Das hat mich sofort interessiert und ich wollte wissen was er sich denn von diesen Aufnahmen verspricht.
Da mich seine Erklärung keineswegs überzeugt hat mussten Beweise her. Ich fotografierte mit iphone 12 und dem großen Joker, der meiner Meinung nach weltbesten Kamera für unter Tage – einer verwahrlosten GX80. (Manuell und ohne Nachbearbeitung fotografiert)
Einige Wochen später:
Das ästhetisch schönste Bild lieferte das iphone, Lumix und Leica hatten das nachsehen.
Darauf kam es aber gar nicht an, denn der Kollege legte Wert auf eine natürliche, originalgetreue bzw. 1:1 Wiedergabe. (Mir fehlt jetzt einfach der Fachausdruck dafür).

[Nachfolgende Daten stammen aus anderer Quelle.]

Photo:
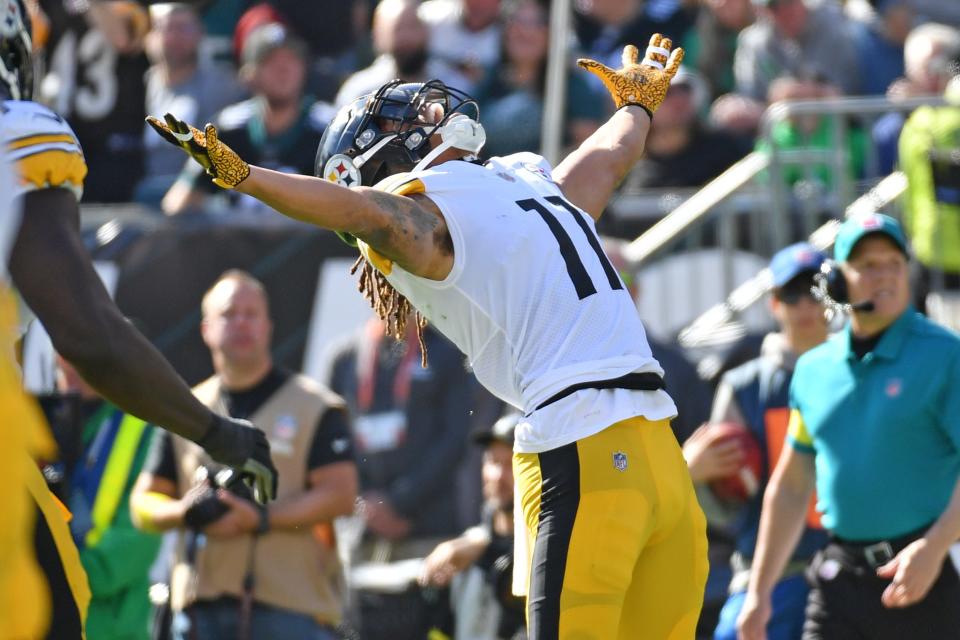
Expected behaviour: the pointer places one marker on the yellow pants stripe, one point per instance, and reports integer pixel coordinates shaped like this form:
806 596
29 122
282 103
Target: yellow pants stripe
634 557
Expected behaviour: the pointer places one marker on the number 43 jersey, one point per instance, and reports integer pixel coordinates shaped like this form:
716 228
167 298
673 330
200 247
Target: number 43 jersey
532 299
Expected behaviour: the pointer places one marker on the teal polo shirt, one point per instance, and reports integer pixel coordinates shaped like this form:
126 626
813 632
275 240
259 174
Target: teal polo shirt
885 430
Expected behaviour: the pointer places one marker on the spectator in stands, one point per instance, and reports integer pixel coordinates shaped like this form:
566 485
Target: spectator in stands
115 555
802 38
401 41
178 80
332 32
512 92
755 395
604 27
880 43
280 126
811 132
95 79
736 114
410 433
930 158
241 570
478 564
873 427
680 150
712 42
930 54
464 36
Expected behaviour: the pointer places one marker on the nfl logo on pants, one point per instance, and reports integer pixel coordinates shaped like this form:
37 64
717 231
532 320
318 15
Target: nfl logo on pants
620 461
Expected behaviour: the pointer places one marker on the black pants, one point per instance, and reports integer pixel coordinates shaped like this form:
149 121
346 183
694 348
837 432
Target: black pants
844 603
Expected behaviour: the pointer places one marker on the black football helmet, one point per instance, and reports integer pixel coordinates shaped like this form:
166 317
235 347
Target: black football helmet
16 49
389 132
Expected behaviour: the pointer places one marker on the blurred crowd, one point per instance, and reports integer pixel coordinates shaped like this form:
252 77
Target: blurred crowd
413 464
272 74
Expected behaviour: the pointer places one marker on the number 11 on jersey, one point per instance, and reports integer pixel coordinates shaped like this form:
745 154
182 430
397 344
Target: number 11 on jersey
568 250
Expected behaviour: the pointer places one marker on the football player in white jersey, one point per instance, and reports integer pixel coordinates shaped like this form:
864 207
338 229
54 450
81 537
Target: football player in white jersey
51 270
503 258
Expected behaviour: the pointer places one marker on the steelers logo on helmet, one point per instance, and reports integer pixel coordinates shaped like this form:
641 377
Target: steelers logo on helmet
399 128
340 169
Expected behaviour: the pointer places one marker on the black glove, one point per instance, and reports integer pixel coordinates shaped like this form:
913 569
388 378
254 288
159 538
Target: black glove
205 508
239 444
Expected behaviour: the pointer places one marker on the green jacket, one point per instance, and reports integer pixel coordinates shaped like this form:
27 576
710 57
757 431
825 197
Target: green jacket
931 211
787 137
116 555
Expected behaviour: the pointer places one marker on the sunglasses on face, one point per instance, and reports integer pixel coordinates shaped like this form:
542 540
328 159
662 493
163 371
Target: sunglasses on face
795 290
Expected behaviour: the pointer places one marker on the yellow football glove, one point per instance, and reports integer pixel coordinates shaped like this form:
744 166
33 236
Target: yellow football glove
645 84
221 162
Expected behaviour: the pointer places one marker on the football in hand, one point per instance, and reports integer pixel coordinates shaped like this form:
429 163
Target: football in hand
745 482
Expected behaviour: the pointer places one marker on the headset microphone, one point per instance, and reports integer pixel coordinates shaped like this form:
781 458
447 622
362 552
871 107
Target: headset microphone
866 306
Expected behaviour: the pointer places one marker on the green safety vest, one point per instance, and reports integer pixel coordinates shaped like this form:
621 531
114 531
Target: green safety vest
115 475
931 205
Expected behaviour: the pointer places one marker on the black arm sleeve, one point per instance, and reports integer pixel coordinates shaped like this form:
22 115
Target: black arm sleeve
53 272
161 460
331 441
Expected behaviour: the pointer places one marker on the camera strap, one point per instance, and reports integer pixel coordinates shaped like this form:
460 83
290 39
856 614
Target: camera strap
246 601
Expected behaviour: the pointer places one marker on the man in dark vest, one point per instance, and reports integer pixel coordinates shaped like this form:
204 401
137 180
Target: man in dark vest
240 570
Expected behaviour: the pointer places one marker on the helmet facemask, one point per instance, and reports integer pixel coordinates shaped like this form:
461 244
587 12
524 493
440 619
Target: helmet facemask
391 132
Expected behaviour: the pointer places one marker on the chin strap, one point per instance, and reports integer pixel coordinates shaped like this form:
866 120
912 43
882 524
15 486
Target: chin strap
361 160
460 132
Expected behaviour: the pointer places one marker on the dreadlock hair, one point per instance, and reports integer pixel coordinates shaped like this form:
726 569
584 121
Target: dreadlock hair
389 304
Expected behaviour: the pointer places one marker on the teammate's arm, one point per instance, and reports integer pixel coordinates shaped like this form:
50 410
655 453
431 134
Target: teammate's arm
589 175
781 525
53 273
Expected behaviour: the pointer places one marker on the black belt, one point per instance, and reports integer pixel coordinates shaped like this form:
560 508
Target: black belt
875 553
637 381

Wie erwartet lieferte meine Lumix ab, das iphone zeigte Farben die es in der realen Welt nicht gibt (O-Ton des Kollegen) und die alte Leica zeigte was mir versprochen wurde und das sehr deutlich.
Das gewählte Motiv war nicht ohne, es handelte sich um verschiedene Mineralien dazwischen schönstes Azurit in einem Hydrothermalgang.
Grüße
Warum hast Du nicht das iphone 14 Pro zum Vergleich genommen?
Das liefert im RAW in der Hauptkamera immerhin recht ordentlich aufgelöste 48 Mpx.
Auch hätte mal eine Nachtaufnahme gemacht werden können – vom Stativ, da die Canon das Freihand nicht kann.